CD8 expression in T lymphocytes is tightly regulated by the activity of at least six Cd8 enhancers (E8 I -E8 VI ), however their complex developmental stage-, subset-, and lineage-specific interplays are incompletely understood. Here we analyzed ATAC-seq data on the Immunological Genome Project database and identified a similar developmental regulation of chromatin accessibility of a subregion of E8 I , designated E8 I -core, and of E8 VI . Loss of E8 I -core led to a similar reduction in CD8 expression in naïve CD8 + T cells and in IELs as observed in E8 I −/− mice, demonstrating that we identified the core enhancer region of E8 I . While E8 VI −/− mice displayed a mild reduction in CD8 expression levels on CD8SP thymocytes and peripheral CD8 + T cells, CD8 levels were further reduced upon combined deletion of E8 I -core and E8 VI . Moreover, activated E8 I - core −/− E8 VI −/− CD8 + T cells lost CD8 expression to a greater degree than E8 I - core −/− and E8 VI −/− CD8 + T cells, suggesting that the combined activity of both enhancers is required for establishment and maintenance of CD8 expression before and after TCR activation.

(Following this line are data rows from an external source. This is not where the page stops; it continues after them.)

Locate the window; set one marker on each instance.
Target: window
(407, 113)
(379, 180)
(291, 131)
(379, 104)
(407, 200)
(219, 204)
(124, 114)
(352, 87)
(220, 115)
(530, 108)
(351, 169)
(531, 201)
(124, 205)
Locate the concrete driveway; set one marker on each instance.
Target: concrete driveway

Finally, we observed a severe reduction of CD4 CTLs among the TCRβ + CD4 + IEL population in E8 I - core −/− but not E8 VI −/− mice. Such a reduction was not observed in Cd8a −/− mice, indicating that E8 I -core controls the generation of CD4 CTLs independently of its role in Cd8a gene regulation. Further, the combined deletion of E8 I -core and E8 VI restored CD4 CTL subsets, suggesting an antagonistic function of E8 VI in the generation of CD4 CTLs. Together, our study demonstrates a complex utilization and interplay of E8 I -core and E8 VI in regulating CD8 expression in cytotoxic lineage T cells and in IELs. Moreover, we revealed a novel E8 I -mediated regulatory mechanism controlling the generation of intestinal CD4 CTLs.